Christians ought to define and defend their faith---Who Christ is and
what He did on the cross. Let Mormons hear and read Scripture and decide
for themselves if their co-opting of the Christian vocabulary is
consistent with Scripture.
Moorad
-----Original Message-----
From: Glenn Morton [mailto:glennmorton@entouch.net]
Sent: Thursday, October 21, 2004 5:02 PM
To: Alexanian, Moorad; Don Winterstein; asa@lists.calvin.edu
Subject: RE: Glenn's dilemma
>-----Original Message-----
>From: Alexanian, Moorad [mailto:alexanian@uncw.edu]

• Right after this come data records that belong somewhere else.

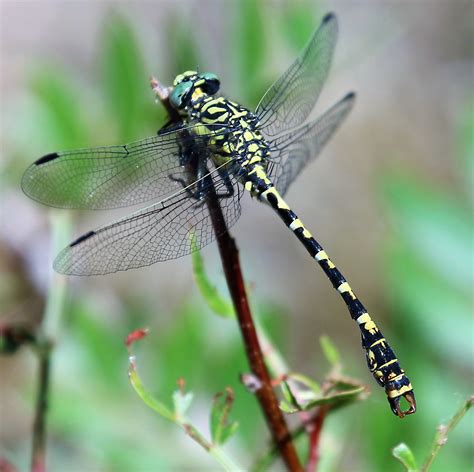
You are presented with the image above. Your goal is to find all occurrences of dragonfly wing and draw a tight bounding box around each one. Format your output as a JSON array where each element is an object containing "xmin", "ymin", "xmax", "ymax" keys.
[
  {"xmin": 268, "ymin": 93, "xmax": 355, "ymax": 195},
  {"xmin": 22, "ymin": 126, "xmax": 228, "ymax": 209},
  {"xmin": 255, "ymin": 14, "xmax": 337, "ymax": 138},
  {"xmin": 54, "ymin": 162, "xmax": 242, "ymax": 275}
]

>Sent: Friday, October 22, 2004 2:28 AM
>To: Glenn Morton; Don Winterstein; asa@lists.calvin.edu
>Subject: RE: Glenn's dilemma
>
>
>The question asked to Simon Peter by Jesus is the very same
>question He asks us today regarding Him, viz., "But who do you say
>that I am?"
>Simon Peter answered, "You are the Christ, the Son of the living
>God." And Jesus said to him, "Blessed are you, Simon Barjona,
>because flesh and blood did not reveal this to you, but My Father
>who is in heaven. " There is no test you can run to determine how
>the Father revealed who Christ is to a Christian. Only Christians
>know that and if you do not have that, then no one can convince
>you of that. Notice that people are moved to different faiths and
>one cannot, on this side of death, say which belief is true and
>which is false. Faith is a sort of imperfect kind of knowledge
>that one knows but cannot use it to prove it to someone else.
>However, Christ did say that either one is with Him or against
>Him, which means if Christ is who He said He is, then all other
>religions are false.
While all this is entirely true, it doesn't count as what I was speaking
of--a grounding in fact. There simply must be some. Mormons could say
similar things about them being made gods in the after life.